O relato daquela pobre garota de rua, uma rosa no meio de toda aquela miséria, fez Javert sentir algo que ele nunca pôde explicar. Podemos dizer, então, que Inspetor cruel e indiferente se apiedou de uma pessoa pela primeira vez em sua vida, e aquela pessoa era justamente Éponine Thénardier, que nunca se sentira tão feliz em toda a sua vida por pensar que em breve veria seu amado Marius novamente, e que eles poderiam ficar juntos para sempre. Javert se sentou ao lado daquela pobre jovem que morria e segurou sua mão saber saber bem porquê.

-Monsieur? - Ela o chamou novamente, e desta vez sua voz parecia enfraquecer mais e mais a cada segundo. -Pode me prometer algo? Entregue esta carta a Monsieur Marius; eu fiz mal em escondê-la. É de sua amada Cosette. Ele precisa saber o que aconteceu a ela. Pode me prometer que irá entregar?

Javert assentiu:

-Eu prometo, Mademoiselle.

Ao som daquelas palavras, da promessa de que aquela carta chegaria às mãos de Marius e com o pensamento de que o Inspetor Javert era um homem honrado e que com certeza cumpriria o que prometera, a jovem Éponine sorriu vagamente e deixou que seus olhos se fechassem.

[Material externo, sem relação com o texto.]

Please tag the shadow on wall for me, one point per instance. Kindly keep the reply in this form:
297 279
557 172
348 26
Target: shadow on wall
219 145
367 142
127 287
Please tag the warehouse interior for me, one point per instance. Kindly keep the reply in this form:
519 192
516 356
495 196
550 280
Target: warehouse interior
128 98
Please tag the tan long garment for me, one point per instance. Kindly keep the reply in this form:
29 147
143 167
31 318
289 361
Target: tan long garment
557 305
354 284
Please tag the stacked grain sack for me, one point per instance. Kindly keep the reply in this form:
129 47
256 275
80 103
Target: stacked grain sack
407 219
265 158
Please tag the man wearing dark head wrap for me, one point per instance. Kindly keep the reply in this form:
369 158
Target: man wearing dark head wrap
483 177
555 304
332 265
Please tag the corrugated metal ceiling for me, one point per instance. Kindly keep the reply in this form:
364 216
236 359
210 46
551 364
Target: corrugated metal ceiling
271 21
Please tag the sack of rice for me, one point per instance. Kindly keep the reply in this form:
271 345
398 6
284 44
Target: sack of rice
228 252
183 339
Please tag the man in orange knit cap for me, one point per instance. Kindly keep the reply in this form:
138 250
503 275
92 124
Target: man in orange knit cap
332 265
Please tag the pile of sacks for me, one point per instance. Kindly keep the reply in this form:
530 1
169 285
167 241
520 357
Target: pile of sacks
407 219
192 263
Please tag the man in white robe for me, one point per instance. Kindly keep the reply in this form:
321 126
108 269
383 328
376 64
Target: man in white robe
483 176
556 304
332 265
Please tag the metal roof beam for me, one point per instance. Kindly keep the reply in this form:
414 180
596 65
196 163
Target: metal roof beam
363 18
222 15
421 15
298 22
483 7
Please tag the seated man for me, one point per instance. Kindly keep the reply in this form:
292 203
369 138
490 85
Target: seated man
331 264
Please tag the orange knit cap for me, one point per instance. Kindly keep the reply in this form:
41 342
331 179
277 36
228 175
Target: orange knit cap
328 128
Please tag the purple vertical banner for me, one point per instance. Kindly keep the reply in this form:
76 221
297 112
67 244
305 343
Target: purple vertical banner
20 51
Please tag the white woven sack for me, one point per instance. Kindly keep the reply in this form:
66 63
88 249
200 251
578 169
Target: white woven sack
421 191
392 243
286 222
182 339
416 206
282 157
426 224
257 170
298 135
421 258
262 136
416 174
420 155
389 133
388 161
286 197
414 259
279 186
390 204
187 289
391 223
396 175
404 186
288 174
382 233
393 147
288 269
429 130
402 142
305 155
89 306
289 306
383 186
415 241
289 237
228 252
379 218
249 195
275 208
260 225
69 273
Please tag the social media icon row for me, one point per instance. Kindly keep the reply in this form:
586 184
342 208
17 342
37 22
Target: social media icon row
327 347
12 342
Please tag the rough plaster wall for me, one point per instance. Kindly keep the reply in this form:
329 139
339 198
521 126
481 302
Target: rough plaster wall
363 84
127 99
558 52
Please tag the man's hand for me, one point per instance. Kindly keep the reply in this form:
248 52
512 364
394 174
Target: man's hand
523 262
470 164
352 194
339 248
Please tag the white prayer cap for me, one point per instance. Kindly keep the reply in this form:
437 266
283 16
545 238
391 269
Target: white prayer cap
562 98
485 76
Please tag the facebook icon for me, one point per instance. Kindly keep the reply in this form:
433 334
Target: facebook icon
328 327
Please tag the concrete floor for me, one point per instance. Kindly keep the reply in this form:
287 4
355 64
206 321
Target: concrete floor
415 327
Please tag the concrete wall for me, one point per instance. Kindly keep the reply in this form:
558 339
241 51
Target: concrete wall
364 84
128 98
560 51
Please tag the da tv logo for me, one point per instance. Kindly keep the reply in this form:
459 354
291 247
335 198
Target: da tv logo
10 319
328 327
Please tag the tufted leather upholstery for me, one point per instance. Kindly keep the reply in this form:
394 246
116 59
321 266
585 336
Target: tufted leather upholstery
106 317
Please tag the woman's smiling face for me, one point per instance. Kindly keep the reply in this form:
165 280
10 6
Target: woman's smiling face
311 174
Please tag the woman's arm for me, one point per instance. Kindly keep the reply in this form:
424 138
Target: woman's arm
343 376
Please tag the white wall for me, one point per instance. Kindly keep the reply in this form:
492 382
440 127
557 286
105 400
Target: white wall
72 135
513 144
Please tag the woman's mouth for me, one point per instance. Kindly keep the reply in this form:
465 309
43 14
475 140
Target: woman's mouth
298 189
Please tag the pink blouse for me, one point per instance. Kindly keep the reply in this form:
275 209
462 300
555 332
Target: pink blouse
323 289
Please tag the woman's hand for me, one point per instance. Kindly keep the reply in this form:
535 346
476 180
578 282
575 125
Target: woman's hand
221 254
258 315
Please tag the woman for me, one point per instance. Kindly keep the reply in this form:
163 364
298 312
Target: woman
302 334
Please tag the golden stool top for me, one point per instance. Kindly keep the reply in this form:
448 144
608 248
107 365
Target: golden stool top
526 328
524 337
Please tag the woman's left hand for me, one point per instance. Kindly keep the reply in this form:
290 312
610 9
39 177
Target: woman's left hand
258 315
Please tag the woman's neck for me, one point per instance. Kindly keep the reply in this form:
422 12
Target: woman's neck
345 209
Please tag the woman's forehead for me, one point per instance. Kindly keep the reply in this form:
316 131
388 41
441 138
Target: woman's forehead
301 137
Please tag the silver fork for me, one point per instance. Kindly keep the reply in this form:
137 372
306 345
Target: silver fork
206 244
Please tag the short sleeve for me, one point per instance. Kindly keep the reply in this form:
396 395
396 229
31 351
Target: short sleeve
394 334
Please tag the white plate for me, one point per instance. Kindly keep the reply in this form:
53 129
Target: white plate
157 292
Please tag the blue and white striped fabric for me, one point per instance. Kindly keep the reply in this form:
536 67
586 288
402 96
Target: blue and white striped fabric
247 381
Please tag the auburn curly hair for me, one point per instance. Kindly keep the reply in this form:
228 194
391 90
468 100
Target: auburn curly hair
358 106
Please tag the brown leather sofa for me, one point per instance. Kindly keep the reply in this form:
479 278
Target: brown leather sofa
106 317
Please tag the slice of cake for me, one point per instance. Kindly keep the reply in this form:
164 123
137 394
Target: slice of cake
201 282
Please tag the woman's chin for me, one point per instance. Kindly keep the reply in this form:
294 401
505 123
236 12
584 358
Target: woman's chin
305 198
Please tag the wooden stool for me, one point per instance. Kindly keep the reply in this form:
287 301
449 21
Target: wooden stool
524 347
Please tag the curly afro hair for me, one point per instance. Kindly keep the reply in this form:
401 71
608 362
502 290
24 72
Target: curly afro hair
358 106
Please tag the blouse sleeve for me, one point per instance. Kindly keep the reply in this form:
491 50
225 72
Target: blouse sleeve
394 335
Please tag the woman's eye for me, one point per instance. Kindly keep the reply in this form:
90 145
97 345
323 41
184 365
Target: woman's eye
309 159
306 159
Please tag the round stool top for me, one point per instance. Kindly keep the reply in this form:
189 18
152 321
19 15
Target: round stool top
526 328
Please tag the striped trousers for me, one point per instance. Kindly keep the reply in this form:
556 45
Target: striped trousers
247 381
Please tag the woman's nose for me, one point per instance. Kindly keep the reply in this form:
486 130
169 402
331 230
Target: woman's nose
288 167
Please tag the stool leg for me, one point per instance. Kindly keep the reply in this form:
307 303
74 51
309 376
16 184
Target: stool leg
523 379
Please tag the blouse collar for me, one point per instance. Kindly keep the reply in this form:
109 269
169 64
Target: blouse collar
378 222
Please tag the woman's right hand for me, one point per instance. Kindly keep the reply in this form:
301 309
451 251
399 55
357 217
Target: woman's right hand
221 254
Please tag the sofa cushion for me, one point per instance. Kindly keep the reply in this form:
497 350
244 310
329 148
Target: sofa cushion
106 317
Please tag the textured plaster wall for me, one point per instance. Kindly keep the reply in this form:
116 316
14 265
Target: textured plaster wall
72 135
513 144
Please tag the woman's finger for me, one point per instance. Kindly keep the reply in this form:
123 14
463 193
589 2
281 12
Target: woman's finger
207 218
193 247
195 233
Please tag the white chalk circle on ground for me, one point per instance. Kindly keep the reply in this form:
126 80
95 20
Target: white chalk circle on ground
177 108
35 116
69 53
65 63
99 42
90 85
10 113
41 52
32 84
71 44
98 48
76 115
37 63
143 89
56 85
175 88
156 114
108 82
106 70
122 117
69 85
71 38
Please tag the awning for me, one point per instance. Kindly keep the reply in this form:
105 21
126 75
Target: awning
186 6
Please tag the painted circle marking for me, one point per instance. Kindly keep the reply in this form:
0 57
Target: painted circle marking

Quando Javert estava prestes a se levantar, os olhos da garota se abriram novamente, mas desta vez sua voz estava tão fraca e, se aquela barricada não estivesse banhada em um silêncio absoluto, suas palavras teriam se perdido na escuridão para sempre, longe do alcance dos mortais:

-Você sabe, Monsieur Javert, que mesmo amando Monsieur Marius, acho que sempre gostei um pouco do senhor.

Ela sorriu novamente, um sorriso inocente que representava toda a inocência perdida no mundo, e expirou.